Compulsory Rules Made By Bankruptcy Courts For Making Bankruptcy Petitions

There are various debt solutions that can help individuals and organizations overcome disturbing financial difficulties. Based on the financial situations, people need to decide on the solution that’s more ideal for them. Bankruptcy is a legal procedure used by individuals and organizations to declare their incapability to pay off debts. Bankruptcy is one of the most significant debt solutions that can help individuals clear their debt burdens in a methodical way.

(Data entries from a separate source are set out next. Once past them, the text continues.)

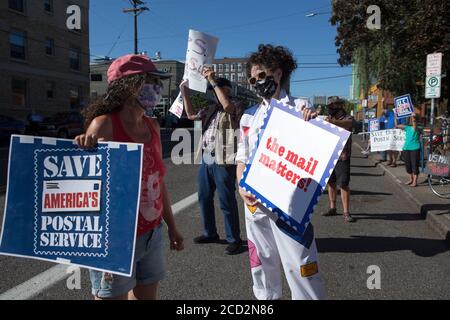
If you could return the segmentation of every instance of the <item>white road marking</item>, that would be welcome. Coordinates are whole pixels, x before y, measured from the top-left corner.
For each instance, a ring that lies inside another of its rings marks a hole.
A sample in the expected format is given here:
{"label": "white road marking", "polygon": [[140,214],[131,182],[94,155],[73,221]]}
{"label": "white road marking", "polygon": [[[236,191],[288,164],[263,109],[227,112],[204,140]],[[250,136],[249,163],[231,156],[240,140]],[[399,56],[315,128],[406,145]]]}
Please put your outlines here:
{"label": "white road marking", "polygon": [[[197,192],[191,194],[190,196],[184,198],[181,201],[172,205],[172,212],[174,215],[180,213],[184,209],[195,204],[198,200]],[[15,286],[12,289],[0,294],[0,300],[27,300],[32,299],[41,292],[45,291],[49,287],[53,286],[55,283],[64,280],[71,273],[67,273],[70,266],[58,264],[37,276],[25,281],[22,284]]]}

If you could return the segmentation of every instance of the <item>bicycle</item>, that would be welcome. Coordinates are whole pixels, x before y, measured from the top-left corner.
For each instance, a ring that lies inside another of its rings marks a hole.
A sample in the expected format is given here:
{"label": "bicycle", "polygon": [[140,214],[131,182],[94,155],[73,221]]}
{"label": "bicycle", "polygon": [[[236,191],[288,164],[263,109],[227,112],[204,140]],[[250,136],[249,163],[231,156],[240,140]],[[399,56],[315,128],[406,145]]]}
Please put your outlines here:
{"label": "bicycle", "polygon": [[428,174],[428,185],[436,196],[443,199],[450,199],[450,172],[448,171],[450,167],[450,119],[447,117],[438,117],[436,120],[441,120],[441,131],[439,134],[433,135],[431,142],[433,152],[431,155],[428,155],[428,159],[434,160],[433,163],[442,163],[444,166],[438,166],[436,164],[433,168],[430,163],[427,164],[429,172],[432,172],[432,170],[436,172],[434,175]]}

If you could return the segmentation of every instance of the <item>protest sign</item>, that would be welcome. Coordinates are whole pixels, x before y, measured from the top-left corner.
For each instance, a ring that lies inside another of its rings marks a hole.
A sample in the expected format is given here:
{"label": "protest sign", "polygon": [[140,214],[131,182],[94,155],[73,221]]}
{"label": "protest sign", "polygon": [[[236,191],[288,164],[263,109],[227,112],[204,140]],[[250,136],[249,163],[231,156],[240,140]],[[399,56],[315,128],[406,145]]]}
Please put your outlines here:
{"label": "protest sign", "polygon": [[380,130],[380,122],[378,119],[370,119],[369,120],[369,132]]}
{"label": "protest sign", "polygon": [[189,89],[206,92],[207,81],[202,75],[205,66],[212,65],[219,39],[205,33],[189,30],[186,64],[183,79],[189,80]]}
{"label": "protest sign", "polygon": [[409,94],[394,98],[394,104],[394,112],[397,119],[408,118],[414,115],[414,106]]}
{"label": "protest sign", "polygon": [[370,133],[370,151],[402,151],[405,131],[401,129],[379,130]]}
{"label": "protest sign", "polygon": [[172,106],[170,107],[169,112],[176,115],[178,117],[178,119],[180,119],[181,116],[183,115],[183,109],[184,109],[183,96],[180,92],[178,94],[177,98],[175,99],[175,101],[172,103]]}
{"label": "protest sign", "polygon": [[427,166],[425,167],[425,173],[439,177],[450,176],[450,156],[440,154],[430,154],[428,156]]}
{"label": "protest sign", "polygon": [[304,234],[350,132],[272,100],[240,187]]}
{"label": "protest sign", "polygon": [[13,135],[0,254],[130,276],[142,145]]}

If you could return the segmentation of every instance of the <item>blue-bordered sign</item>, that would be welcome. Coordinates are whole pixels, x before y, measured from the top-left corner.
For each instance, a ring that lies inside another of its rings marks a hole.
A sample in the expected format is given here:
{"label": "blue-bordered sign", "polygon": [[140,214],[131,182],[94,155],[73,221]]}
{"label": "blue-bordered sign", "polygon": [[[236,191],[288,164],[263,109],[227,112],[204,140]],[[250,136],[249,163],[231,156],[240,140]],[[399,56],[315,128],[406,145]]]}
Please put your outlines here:
{"label": "blue-bordered sign", "polygon": [[130,276],[142,145],[11,137],[0,254]]}
{"label": "blue-bordered sign", "polygon": [[380,130],[380,121],[378,119],[369,120],[369,132]]}
{"label": "blue-bordered sign", "polygon": [[414,106],[411,101],[411,96],[405,94],[400,97],[394,98],[395,104],[395,116],[398,119],[408,118],[414,115]]}
{"label": "blue-bordered sign", "polygon": [[305,235],[350,132],[322,119],[304,121],[295,107],[272,100],[239,186],[299,235]]}

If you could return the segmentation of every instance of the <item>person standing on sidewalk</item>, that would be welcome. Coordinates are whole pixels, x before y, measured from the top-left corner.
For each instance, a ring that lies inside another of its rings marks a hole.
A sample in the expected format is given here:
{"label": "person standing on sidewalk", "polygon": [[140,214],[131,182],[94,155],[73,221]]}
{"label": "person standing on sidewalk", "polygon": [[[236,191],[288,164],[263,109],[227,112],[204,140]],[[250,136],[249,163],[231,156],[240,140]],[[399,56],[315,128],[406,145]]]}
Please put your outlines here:
{"label": "person standing on sidewalk", "polygon": [[410,175],[410,178],[405,184],[416,187],[420,168],[420,130],[417,127],[417,118],[413,116],[410,118],[410,124],[398,124],[396,127],[406,132],[403,156],[406,172]]}
{"label": "person standing on sidewalk", "polygon": [[[284,89],[296,67],[292,53],[281,46],[261,44],[258,51],[249,56],[247,76],[262,102],[248,108],[241,119],[241,140],[236,156],[238,179],[241,179],[251,149],[258,140],[262,120],[267,115],[272,98],[298,108],[306,121],[317,116],[307,100],[290,97]],[[283,268],[292,299],[325,299],[312,224],[308,225],[304,234],[299,234],[258,203],[252,194],[241,188],[239,194],[245,203],[245,225],[255,297],[258,300],[281,298]],[[299,240],[299,237],[304,241]]]}
{"label": "person standing on sidewalk", "polygon": [[[385,129],[395,129],[396,126],[396,118],[395,118],[395,113],[393,110],[389,109],[388,106],[384,106],[383,109],[383,115],[385,118]],[[388,158],[388,163],[387,165],[395,168],[397,166],[397,157],[398,157],[398,152],[395,150],[387,150],[387,158]]]}
{"label": "person standing on sidewalk", "polygon": [[228,242],[225,253],[234,255],[242,252],[239,210],[235,195],[237,150],[235,131],[239,130],[239,121],[244,107],[230,98],[232,85],[229,80],[216,79],[211,68],[205,68],[203,76],[209,81],[208,89],[214,93],[217,102],[198,113],[194,112],[189,98],[187,81],[180,85],[187,117],[190,120],[202,121],[202,146],[198,148],[199,153],[196,159],[201,157],[198,172],[198,201],[203,234],[194,238],[194,243],[214,243],[220,240],[214,212],[214,193],[217,189]]}
{"label": "person standing on sidewalk", "polygon": [[[344,110],[345,101],[337,96],[330,97],[328,100],[328,113],[326,119],[328,122],[352,131],[353,117],[347,115]],[[344,220],[347,222],[355,222],[355,218],[350,215],[350,158],[352,153],[352,137],[350,136],[347,144],[342,150],[341,156],[334,167],[330,180],[328,180],[328,198],[330,200],[330,209],[325,212],[324,216],[337,215],[336,198],[337,186],[341,189],[341,199],[343,206]]]}
{"label": "person standing on sidewalk", "polygon": [[[164,183],[159,124],[145,116],[158,104],[161,79],[167,74],[159,72],[147,56],[134,54],[114,60],[107,74],[106,94],[83,111],[86,133],[75,142],[85,149],[95,147],[98,140],[142,143],[141,197],[132,276],[89,270],[92,294],[96,300],[154,300],[166,275],[163,220],[170,249],[184,248]],[[134,201],[123,201],[128,200]]]}

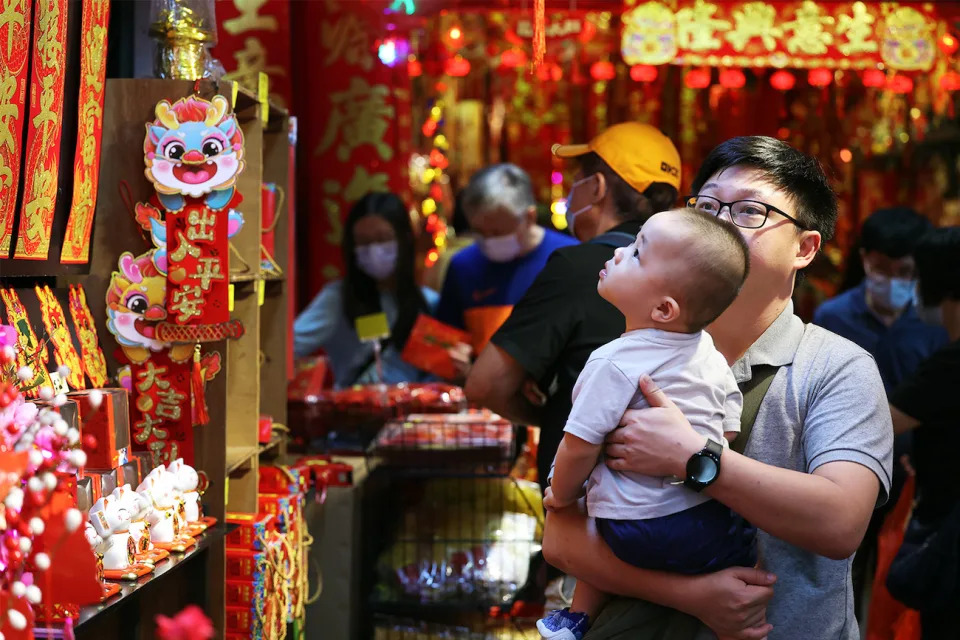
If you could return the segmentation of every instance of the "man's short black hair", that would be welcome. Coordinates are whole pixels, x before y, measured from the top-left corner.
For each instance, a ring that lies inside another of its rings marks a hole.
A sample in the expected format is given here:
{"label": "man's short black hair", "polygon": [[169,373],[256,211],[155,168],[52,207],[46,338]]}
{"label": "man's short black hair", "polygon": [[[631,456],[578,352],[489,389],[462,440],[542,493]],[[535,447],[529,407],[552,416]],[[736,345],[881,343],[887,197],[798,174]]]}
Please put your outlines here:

Personal bankruptcy is an option available for individuals to legally declare their inability to make debt payments. There are two types of personal bankruptcies, to cater to the needs of different debt situations, namely, chapter 7 bankruptcy and chapter 13 bankruptcy. Chapter 7 bankruptcy is ideal for individuals possessing non-exempt assets. The court takes hold of these assets to make debt payments to the creditors. Chapter 13 bankruptcy, on the other hand is a convenient option for individuals who make a decent income in spite of their severe financial difficulties.

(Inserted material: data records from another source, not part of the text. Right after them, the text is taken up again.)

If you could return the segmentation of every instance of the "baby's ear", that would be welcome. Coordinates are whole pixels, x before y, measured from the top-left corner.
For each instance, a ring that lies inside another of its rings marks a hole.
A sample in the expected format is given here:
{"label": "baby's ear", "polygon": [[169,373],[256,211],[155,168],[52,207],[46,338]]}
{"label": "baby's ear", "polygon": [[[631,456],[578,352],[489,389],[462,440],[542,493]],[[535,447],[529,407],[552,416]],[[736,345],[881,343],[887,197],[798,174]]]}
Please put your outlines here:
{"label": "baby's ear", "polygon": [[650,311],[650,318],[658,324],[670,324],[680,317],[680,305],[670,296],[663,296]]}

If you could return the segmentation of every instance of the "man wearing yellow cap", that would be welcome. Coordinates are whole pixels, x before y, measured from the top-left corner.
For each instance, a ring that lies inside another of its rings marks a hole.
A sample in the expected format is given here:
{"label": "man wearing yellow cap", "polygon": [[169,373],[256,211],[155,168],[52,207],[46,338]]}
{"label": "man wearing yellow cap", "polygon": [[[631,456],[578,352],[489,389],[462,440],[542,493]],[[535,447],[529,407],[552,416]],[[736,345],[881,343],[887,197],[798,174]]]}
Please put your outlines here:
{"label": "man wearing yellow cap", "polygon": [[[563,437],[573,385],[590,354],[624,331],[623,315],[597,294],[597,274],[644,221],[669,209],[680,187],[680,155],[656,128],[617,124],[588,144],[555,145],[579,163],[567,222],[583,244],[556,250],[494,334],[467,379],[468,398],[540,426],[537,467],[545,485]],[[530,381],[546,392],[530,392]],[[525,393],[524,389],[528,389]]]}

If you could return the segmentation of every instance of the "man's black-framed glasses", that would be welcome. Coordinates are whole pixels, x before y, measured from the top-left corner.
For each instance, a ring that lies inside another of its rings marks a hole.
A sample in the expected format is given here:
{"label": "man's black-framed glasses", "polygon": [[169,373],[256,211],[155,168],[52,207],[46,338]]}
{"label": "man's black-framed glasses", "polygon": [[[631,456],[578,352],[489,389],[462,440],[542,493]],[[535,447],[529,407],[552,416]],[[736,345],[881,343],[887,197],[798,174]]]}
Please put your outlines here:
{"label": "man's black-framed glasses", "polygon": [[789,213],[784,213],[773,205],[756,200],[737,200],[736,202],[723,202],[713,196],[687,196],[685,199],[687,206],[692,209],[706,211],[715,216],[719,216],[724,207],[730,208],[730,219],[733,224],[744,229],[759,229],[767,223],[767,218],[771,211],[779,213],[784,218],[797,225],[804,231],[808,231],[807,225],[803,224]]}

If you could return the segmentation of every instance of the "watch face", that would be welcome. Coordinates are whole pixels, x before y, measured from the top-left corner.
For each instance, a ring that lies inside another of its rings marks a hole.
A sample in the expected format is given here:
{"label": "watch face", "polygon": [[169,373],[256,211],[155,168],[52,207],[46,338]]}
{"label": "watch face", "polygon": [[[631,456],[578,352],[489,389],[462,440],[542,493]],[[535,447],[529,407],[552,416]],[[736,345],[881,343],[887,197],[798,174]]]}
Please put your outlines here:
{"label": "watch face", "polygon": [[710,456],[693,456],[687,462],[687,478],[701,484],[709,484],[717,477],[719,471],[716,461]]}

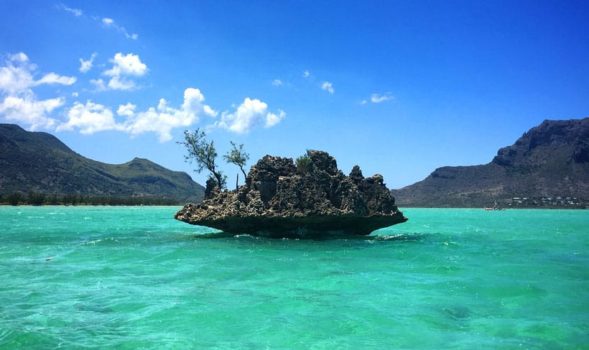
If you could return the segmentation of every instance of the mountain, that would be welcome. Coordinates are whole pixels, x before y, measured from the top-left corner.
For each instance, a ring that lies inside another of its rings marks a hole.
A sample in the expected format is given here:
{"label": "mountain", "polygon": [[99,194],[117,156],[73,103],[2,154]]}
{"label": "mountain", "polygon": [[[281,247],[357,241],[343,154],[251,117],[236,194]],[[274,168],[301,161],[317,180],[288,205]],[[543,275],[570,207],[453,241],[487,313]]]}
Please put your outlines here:
{"label": "mountain", "polygon": [[85,158],[53,135],[0,124],[0,195],[36,192],[94,197],[200,201],[201,185],[147,159],[105,164]]}
{"label": "mountain", "polygon": [[399,206],[481,207],[495,201],[584,206],[589,199],[589,118],[545,120],[501,148],[488,164],[438,168],[392,192]]}

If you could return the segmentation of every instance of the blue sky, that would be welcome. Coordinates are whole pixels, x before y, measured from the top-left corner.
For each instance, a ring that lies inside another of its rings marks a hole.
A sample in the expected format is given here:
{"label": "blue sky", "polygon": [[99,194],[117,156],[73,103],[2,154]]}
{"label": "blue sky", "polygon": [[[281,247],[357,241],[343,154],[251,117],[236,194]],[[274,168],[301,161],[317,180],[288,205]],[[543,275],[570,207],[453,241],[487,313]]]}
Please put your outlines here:
{"label": "blue sky", "polygon": [[[586,1],[0,2],[0,122],[184,170],[326,150],[391,188],[589,115]],[[230,183],[238,172],[223,165]]]}

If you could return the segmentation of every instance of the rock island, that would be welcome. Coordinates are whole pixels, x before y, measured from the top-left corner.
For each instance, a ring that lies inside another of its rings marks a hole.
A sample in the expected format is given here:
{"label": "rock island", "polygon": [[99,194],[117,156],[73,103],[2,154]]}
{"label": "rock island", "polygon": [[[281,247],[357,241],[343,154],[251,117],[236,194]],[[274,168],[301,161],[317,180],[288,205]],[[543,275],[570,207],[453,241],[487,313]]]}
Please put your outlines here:
{"label": "rock island", "polygon": [[356,165],[348,176],[327,152],[297,159],[264,156],[235,191],[207,188],[200,204],[175,218],[232,234],[267,237],[368,235],[407,221],[382,175],[365,178]]}

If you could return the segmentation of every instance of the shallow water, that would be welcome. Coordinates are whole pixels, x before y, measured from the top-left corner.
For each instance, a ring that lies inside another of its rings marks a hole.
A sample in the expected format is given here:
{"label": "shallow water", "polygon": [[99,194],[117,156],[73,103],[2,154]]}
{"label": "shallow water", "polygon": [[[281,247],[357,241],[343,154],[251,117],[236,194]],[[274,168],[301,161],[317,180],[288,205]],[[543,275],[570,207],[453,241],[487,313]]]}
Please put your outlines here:
{"label": "shallow water", "polygon": [[280,240],[177,209],[0,207],[0,348],[589,348],[589,211]]}

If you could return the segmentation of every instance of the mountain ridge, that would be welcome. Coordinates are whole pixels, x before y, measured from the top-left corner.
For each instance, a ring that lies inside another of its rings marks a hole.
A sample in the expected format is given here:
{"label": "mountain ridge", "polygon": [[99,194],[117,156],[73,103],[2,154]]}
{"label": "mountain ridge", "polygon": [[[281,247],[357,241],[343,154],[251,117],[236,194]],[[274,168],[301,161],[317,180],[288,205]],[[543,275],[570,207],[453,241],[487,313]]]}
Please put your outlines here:
{"label": "mountain ridge", "polygon": [[487,164],[437,168],[392,193],[400,206],[583,206],[589,199],[589,118],[545,120]]}

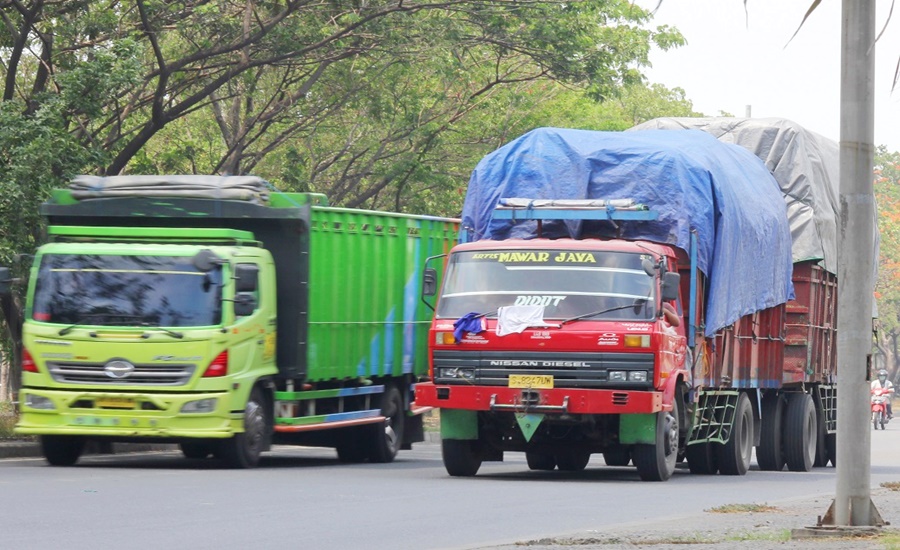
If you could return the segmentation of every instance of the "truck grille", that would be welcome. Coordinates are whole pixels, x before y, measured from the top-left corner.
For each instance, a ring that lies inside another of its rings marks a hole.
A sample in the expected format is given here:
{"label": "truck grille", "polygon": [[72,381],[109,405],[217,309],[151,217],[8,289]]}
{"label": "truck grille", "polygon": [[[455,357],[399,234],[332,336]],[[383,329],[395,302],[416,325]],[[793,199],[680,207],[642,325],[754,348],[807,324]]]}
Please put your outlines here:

Let us discuss in brief the various rules made by bankruptcy courts to enable you to make an effective petition for personal bankruptcy.

To file for personal bankruptcy, it is compulsory for individuals to submit documents that prove their annual income and monthly expenditures. Some of these documents include a list of creditors, proof of current personal expenditures, photo identification, copy of paychecks, bank records, a pay stub, rental agreements and all other documents proving the income during the last six months prior to the bankruptcy filing. Apart from these tax returns and transcripts from the last 4 years are also required to be submitted.
It has been made a compulsory rule of the court for individuals to complete a credit counseling course before the bankruptcy filing. The course must be completed under a certified credit counselor and the certificate must be presented at the court during the filing.
It is also compulsory to pass a means test to prove that you are actually eligible for bankruptcy filing. The means test is required to prove that an individual’s annual income is not more than the median income for the size of their family in their state.
Once the filing is complete, bankruptcy courts demand individuals to complete a course on Personal Financial Management. Courts have the right to shut down a case if they find out that an individual has submitted the Certificate of Completion without actually completing the course.
The court allows individuals to file for bankruptcy as often as their financial situation requires. However, it is required to maintain a definite time gap between two consecutive petitions in some cases. For example, an individual can file for chapter 13 bankruptcy without maintaining any time gap between two filings in a row. But in case an individual has filed for chapter 7 bankruptcy once, they need to maintain an interval of at least 8 years before they can make another petition.

A knowledgeable attorney can provide necessary information on all the important rules made by bankruptcy courts for successful and effective bankruptcy filing.